Online wine auctions have also expanded. The lots are usually small – one to three bottles – to be within reach of the first-time buyers. The commissions are also usually lower.

Auction houses go the extra mile to make buyers feel welcome. Starting this week Acker Merrall & Condit will hold its sales at Cru in Greenwich Village. Registered bidders get a free tasting of wines and can have a lunch of three courses ($65) of five ($85), with a free bottle of wine.

Halfway through the daylong sales at Sotheby’s, white-jacketed staff members wheeled in a free buffet for bidders. At the Zachys auction at Daniel there was a buffet for $50.

There are risks of course. It is easy to be caught up in the thrill of the bidding and forget your budget and the fact that the hammer prices do not include the commission and sales tax, which can add 20 percent.
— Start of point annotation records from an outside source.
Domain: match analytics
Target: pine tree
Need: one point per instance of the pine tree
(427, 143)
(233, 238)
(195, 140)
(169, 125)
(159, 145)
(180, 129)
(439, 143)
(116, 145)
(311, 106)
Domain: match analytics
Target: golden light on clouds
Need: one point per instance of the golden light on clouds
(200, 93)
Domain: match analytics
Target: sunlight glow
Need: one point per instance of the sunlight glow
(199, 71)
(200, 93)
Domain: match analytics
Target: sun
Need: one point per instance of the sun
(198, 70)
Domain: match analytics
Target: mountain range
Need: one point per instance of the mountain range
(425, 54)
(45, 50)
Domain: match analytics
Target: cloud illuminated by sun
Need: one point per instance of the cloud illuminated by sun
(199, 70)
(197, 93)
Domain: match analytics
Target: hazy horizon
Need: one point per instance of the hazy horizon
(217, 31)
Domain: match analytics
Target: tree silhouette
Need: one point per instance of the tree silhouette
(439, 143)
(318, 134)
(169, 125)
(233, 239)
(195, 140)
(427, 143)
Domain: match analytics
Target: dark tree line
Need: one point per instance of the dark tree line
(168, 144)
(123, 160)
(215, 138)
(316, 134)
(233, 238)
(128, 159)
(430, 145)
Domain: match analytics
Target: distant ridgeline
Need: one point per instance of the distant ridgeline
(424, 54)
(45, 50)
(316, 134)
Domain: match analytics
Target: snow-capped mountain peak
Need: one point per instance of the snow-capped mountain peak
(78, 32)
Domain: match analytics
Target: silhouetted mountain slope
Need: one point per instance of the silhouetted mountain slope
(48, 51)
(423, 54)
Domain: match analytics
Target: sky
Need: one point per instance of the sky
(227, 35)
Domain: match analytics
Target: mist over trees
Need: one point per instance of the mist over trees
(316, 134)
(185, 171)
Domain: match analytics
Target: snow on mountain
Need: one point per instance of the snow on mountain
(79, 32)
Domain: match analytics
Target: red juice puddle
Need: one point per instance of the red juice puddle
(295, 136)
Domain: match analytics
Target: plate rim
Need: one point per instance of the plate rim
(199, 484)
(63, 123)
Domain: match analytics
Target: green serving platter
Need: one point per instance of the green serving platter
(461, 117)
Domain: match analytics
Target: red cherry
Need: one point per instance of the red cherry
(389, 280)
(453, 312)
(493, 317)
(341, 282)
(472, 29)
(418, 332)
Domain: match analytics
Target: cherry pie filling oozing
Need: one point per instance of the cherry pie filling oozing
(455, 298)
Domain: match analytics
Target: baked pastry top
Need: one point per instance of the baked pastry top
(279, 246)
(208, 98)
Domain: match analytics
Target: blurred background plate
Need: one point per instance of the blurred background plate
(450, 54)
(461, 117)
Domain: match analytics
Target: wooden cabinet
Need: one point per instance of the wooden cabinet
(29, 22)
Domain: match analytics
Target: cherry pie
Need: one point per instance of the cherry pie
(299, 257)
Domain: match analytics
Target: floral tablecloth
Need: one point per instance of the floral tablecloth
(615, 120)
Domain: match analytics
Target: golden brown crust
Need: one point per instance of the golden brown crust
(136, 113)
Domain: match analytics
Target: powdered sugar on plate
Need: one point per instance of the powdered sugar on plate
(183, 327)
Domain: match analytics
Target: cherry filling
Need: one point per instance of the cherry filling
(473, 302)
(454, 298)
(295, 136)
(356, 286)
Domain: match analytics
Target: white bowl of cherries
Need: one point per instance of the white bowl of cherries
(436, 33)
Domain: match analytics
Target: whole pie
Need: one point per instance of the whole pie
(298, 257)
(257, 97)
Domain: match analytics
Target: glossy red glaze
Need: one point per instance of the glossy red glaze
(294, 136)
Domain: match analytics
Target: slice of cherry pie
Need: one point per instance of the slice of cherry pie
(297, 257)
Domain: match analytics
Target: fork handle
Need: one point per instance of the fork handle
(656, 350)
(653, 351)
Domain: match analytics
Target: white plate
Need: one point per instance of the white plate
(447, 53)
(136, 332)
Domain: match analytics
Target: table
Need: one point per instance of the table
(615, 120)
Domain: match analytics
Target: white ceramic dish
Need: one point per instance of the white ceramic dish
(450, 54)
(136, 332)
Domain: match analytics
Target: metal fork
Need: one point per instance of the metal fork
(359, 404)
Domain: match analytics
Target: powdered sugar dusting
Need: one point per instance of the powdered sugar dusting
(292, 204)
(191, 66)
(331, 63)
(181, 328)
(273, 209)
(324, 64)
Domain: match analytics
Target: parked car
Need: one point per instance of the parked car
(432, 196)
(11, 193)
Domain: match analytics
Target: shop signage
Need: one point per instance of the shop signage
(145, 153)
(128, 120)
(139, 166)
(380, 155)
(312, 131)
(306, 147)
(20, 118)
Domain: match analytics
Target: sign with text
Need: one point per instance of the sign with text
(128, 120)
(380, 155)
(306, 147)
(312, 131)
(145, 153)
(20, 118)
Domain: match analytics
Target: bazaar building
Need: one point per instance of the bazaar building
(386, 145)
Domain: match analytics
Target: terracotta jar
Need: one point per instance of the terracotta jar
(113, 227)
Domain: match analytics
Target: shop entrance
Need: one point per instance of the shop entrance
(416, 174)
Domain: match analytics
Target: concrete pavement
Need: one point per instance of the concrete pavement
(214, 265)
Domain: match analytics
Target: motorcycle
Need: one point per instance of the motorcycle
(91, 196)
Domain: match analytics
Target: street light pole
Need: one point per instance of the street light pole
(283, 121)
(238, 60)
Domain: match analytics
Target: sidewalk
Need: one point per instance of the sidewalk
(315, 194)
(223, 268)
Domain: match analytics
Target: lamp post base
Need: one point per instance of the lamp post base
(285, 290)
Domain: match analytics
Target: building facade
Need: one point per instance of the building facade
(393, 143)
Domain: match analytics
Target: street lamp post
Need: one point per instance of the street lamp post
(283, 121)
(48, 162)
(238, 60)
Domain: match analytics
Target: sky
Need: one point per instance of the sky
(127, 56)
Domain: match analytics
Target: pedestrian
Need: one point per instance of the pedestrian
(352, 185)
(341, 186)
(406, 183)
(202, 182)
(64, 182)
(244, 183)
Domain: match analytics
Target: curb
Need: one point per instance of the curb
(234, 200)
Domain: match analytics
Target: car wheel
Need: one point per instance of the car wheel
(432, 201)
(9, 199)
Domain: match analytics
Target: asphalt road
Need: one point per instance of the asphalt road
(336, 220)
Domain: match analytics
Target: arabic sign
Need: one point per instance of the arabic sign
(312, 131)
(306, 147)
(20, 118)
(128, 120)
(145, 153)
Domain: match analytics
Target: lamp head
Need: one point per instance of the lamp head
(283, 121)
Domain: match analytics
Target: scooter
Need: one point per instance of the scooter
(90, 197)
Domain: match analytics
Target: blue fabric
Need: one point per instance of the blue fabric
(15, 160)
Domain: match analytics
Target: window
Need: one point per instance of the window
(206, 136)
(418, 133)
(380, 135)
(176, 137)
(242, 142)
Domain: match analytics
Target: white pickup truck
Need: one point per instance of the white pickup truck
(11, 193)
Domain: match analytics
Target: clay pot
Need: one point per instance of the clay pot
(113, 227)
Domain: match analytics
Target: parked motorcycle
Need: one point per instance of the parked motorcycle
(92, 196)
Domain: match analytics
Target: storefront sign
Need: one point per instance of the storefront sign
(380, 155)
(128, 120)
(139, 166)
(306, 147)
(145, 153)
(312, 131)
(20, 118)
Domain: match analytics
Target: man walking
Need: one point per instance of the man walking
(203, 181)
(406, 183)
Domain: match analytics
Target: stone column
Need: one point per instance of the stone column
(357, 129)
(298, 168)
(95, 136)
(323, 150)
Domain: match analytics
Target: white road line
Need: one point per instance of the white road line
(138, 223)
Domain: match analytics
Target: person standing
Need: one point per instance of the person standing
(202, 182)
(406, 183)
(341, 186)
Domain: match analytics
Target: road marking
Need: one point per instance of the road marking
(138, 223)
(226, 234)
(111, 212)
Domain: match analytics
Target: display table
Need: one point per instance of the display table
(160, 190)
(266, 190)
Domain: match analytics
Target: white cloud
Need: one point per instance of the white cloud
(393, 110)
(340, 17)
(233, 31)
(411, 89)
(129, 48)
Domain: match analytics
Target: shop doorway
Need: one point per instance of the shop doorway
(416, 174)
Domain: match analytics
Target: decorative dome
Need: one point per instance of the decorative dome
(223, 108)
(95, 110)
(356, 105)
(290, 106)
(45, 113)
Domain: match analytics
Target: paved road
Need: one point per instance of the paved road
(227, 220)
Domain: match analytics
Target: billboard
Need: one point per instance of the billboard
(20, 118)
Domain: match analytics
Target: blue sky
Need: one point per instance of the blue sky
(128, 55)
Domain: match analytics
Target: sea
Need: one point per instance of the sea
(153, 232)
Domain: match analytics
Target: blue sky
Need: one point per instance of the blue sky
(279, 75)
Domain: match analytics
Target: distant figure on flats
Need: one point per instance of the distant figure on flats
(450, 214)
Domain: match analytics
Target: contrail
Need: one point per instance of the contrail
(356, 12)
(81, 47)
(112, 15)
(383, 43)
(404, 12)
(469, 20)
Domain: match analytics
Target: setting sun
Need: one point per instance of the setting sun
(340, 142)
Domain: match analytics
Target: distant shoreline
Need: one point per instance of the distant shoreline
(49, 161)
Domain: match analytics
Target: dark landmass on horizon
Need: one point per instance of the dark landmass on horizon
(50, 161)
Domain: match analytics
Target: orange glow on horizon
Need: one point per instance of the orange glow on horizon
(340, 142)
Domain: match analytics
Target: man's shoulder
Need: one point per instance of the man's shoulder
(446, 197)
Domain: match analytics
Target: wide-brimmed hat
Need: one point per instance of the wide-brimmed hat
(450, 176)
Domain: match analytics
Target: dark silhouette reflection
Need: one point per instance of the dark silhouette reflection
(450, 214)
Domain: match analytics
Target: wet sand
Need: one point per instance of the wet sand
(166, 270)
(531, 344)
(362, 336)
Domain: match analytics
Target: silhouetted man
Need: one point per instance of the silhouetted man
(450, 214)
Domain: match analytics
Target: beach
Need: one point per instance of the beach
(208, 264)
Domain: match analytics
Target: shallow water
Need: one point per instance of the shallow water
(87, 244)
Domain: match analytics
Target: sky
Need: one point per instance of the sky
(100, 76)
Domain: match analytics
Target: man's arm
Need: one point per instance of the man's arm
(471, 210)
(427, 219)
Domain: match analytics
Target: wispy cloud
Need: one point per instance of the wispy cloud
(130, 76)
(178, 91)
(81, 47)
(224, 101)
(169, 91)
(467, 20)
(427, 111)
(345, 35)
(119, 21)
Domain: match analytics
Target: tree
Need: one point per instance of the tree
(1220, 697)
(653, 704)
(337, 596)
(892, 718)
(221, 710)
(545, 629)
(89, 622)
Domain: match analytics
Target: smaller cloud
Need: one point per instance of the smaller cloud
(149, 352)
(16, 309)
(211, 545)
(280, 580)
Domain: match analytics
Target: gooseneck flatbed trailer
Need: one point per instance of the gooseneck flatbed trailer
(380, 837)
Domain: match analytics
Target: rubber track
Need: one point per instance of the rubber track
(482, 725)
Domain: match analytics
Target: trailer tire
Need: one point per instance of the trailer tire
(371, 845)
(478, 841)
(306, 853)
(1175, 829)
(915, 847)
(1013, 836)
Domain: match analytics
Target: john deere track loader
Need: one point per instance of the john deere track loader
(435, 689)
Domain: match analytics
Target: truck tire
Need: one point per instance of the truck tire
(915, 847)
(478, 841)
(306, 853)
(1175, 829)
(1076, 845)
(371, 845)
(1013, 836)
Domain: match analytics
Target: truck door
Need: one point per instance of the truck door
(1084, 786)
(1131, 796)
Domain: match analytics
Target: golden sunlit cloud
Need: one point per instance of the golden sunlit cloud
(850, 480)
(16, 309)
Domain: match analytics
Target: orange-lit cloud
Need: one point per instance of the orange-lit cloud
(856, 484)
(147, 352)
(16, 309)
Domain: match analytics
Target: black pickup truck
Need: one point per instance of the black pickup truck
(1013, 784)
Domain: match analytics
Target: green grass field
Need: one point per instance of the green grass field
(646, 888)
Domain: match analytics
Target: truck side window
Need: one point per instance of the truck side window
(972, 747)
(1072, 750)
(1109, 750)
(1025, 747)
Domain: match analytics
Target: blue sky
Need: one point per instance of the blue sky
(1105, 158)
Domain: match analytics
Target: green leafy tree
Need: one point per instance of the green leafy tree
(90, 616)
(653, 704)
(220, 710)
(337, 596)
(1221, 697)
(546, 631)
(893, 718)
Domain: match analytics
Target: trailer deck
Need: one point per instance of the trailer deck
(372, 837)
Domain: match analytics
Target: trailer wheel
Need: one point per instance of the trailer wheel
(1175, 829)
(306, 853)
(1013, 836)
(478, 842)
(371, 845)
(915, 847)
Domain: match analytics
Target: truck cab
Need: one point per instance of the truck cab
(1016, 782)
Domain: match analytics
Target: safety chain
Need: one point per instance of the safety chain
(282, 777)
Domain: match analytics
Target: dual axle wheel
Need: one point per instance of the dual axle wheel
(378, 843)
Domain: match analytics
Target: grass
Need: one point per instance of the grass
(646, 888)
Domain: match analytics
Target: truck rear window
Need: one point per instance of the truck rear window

The condition of the wine is harder to judge. All houses inspect the bottles and describe their condition in their catalogs. Although bottles are sampled, duds do get through. If you get a corked or an oxidized bottle there is usually little recourse.

Yet the thrill of the hunt keeps auction buyers in the game. Near the end of a recent Acker Merrall sale Franck Desalvo, a Long Island retiree in a T-shirt that read "Life’s Too Short to Drink Cheap Wine," had one more trophy in sight, a case of the Australian cult wine Penfolds Grange 1997 vintage, which retails for $250 or more a bottle. When the hammer came down, Mr. Desalvo had snagged it for $125 a bottle. "What a steal!" he shouted.